Cities in name only, but that can change quickly

Uganda has several new cities. They are cities because the central government woke up and declared them so. They are cities because the local elite loved to have them.

For President Museveni the new cities mean more political jobs through the automatic emergence of new constituencies. It also means more administrative jobs to run the nuts and bolts of the new creatures.

So, the local elite get jobs, the President gets the popularity and votes because he enabled those jobs. Notice that the initial seven new cities took off seven months to the general elections. Sometimes there is order to the opportunistic madness.

If Mr Museveni cannot create any more districts or simply declare some places constituencies to buy off the local elite, he will declare backwater urban centres as cities. It works for everyone just fine.

Will the cities provide improved services just because they are cities? Look, none of them can even do the most basic of things like consistently pick up rubbish off its rutted streets. Even Kampala is mighty struggling. It can’t fill its potholes or keep the lights on.

I think that when someone saw that the World Bank had fixed a few roads in these towns, that qualified them becoming cities.

But let’s look to the positive side. The elite taking over will quickly learn that they need money to even maintain the World Bank roads. Where will it come from? There will never be enough money from the central government to go down to them. So, they cities have to be creative and active.

Each city needs to figure how to distinguish itself from the others — in co-operation or competition — and attract the right investments then demand a good portion of the tax cash. More important, the investments will create jobs locally and spur the area economy.

Each city could start with the obvious advantage it has given its location. Arua (other than cross border trade, it should build hospitals and schools and related services to attract people from the woefully underserved border areas of DR Congo and South Sudan).
Gulu (the logistics hub is already coming up and it should milk it, while ensuring its budding university blossoms). Jinja and Fort Portal can fight it out over the large tourism pie, but with Jinja having the edge because of the adventure element — the adventure capital of East Africa — plus some manufacturing.

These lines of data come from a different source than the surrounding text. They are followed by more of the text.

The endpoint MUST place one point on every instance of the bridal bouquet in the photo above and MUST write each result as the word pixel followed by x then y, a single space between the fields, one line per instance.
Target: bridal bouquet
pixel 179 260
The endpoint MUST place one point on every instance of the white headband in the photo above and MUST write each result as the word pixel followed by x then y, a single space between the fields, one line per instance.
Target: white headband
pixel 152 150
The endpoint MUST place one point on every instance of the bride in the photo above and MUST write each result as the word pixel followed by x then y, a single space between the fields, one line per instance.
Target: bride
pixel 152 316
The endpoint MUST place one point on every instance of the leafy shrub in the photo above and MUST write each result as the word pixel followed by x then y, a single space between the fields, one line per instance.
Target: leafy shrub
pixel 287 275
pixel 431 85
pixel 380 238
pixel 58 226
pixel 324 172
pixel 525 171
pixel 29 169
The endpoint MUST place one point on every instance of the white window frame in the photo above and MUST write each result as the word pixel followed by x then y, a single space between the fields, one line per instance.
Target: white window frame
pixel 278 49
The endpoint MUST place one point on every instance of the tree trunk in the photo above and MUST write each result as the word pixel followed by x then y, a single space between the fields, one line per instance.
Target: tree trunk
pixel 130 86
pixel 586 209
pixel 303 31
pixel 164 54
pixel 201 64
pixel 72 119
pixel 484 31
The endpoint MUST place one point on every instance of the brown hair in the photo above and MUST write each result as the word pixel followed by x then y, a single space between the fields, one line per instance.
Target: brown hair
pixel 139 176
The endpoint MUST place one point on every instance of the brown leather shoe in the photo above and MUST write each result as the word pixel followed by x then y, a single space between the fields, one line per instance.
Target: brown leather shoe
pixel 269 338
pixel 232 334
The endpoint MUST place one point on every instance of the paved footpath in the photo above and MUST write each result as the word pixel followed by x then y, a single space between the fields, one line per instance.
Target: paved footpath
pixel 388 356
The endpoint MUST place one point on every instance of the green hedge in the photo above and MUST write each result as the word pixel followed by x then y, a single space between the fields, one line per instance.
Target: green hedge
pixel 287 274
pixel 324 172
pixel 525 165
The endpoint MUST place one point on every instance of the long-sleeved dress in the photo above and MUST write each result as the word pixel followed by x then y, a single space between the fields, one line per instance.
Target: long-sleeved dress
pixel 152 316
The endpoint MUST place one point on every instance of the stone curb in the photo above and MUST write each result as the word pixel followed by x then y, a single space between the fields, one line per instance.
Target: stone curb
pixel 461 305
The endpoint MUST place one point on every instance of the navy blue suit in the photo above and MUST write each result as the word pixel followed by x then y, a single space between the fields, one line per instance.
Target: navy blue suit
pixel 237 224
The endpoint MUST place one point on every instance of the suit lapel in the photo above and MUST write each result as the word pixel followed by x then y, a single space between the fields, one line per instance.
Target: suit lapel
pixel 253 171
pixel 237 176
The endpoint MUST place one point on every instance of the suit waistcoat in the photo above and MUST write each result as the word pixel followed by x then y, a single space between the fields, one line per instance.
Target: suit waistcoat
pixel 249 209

Mbarara (meat, milk and related dairy products). Masaka and Mbale (coffee and coffee-related products. Matooke too). They can add all manner of sweeteners to complement or add value to these basic advantages.

For the city, especially those in the pipeline, without any natural advantage, how about making play for tech? Aspire to be the tech hub of Uganda. Or the general research hub.
City or not, I have always wished for Entebbe (effectively part of the old city of Kampala) with its serene location to position itself as the tech peninsular. It could even compete with Jinja, if Jinja has the appetite.

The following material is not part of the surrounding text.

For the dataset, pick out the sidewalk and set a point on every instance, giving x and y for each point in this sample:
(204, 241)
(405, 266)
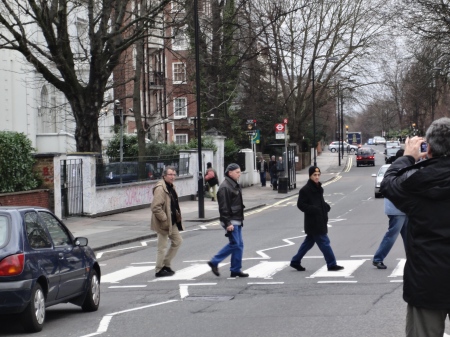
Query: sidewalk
(117, 229)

The leaders will have to lobby hard to improve the city economies just like they lobbied to have the cities in the first place.

Now is the era of industrial and business parks. Make a case to have one. Make the land available quickly. Will some things need a change in the law or even the Constitution to be realised? How does a new city attract factories, new housing, expand water and electricity availability, ensure faster and cheaper internet connectivity?

Lobby Parliament, the President, the parastatals, the private sector, friendly foreign cities, and whoever else.

Otherwise, 50 years from now we will still have backwater urban centres for cities with clueless local leaders in charge.

Mr Tabaire is a media trainer and commentator on public affairs based in Kampala.